Öyle ki, birisi gelip ona: “Sen şunu terk ettin, bunu terk ettin!”
dediğinde, o, “hatırlamıyorum” diyecek kadar, bu terkleri
düşünmekten uzak, onları unutmuş ve zihninden silmiş
olmalıdır."
ACZ, FAKR, ŞEVK VE ŞÜKÜR YOLU
"Fakat günümüzde, özgüven mülâhazasıyla benlik, enaniyet ve ego öne
çıkarılmış ve bu durum sâri ve öldürücü bir hastalık gibi
yayılmıştır. Bu sebeple, Hazreti Pîr, günümüzün bu realitesini göz
önünde bulundurup meseleyi mâkul bir mesnede dayandırdıktan sonra
çağın insanına şöyle seslenir:
'Der tarik-i acz-mendî, lâzım âmed çâr çiz.

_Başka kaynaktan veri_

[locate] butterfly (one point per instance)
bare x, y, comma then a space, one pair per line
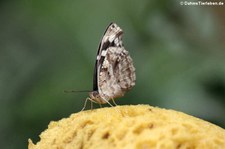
114, 72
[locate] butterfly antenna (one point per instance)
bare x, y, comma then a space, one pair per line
75, 91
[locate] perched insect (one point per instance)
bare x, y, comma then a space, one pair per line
114, 73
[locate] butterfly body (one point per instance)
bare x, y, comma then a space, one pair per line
114, 73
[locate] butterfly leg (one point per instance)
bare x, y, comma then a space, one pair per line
114, 102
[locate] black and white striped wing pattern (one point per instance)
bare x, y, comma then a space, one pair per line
114, 72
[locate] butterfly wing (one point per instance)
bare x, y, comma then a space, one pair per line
117, 74
114, 72
102, 49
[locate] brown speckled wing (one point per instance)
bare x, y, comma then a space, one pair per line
117, 74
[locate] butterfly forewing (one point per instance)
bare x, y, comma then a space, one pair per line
114, 72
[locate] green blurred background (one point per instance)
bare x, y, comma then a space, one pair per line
47, 47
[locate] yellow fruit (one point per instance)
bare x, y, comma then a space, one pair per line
131, 127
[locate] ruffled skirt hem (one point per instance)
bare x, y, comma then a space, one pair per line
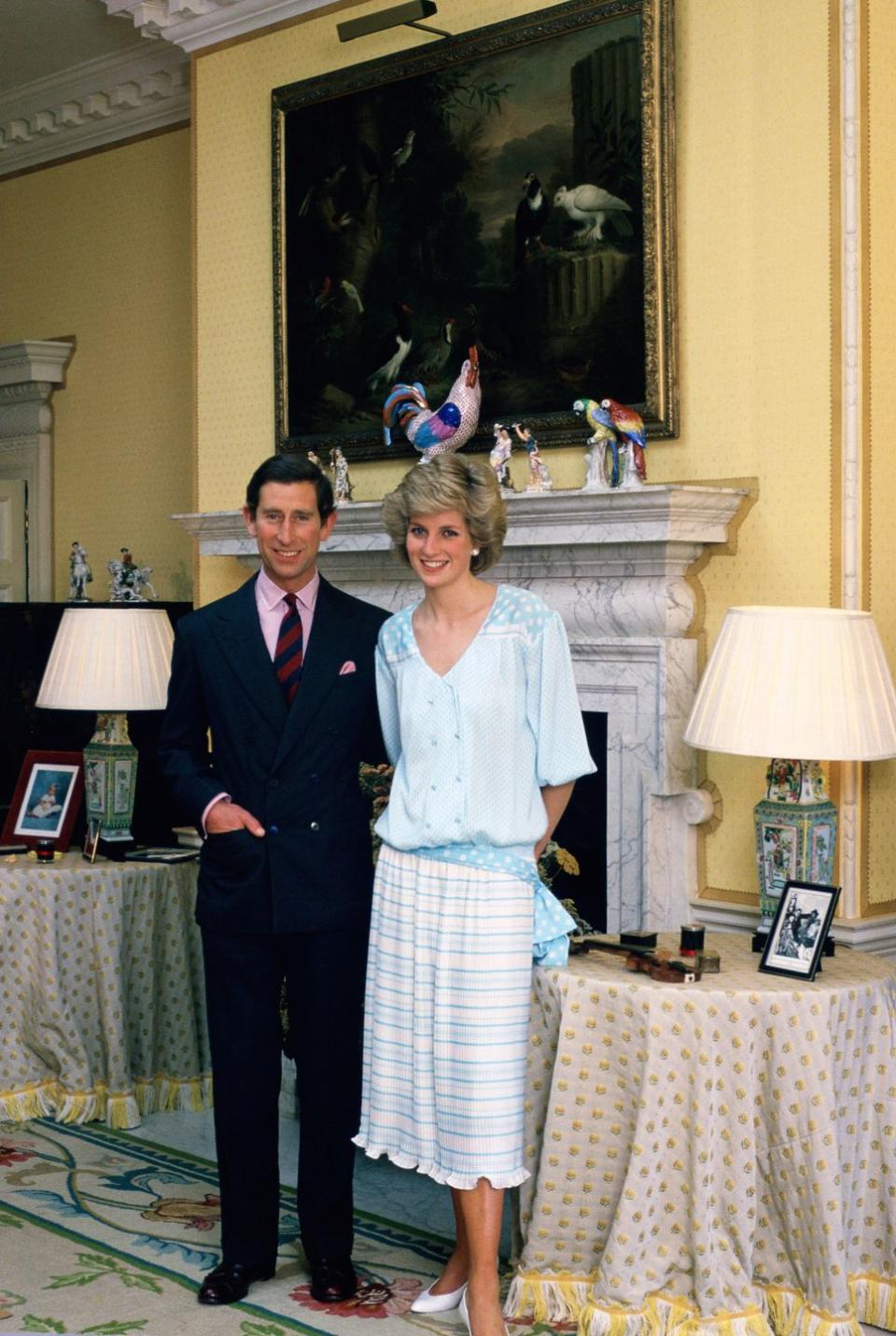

'Fakr-ı mutlak, acz-i mutlak, şükr-ü mutlak, şevk-i mutlak, ey
aziz.'
"Evet, enaniyetin çok ileri gittiği, kabarıp köpürerek âdeta damla
iken derya hâline geldiği günümüzde, mâkul mesnetlerini ortaya
koymadan, bütün bütün enaniyeti terk oldukça zordur. Bundan dolayı
Üstad Hazretleri, mesnet ve gerekçelerini ifade ve izah etmek
suretiyle günümüz insanını acz u fakr, şevk u şükür yoluna
çağırmaktadır. Bu yolda, ilk olarak insanın acz u fakrını kabul ve
itiraf etmesi gerekir. Çünkü insanın kendisini muktedir gördüğü
yeme, içme gibi en basit hareket ve davranışlarda bile, kendi
payına düşen iktidar yok denecek kadar azdır. Zira daha başta,
mükemmel bir sistem hâlinde işleyen vücudu insana veren Allah’tır.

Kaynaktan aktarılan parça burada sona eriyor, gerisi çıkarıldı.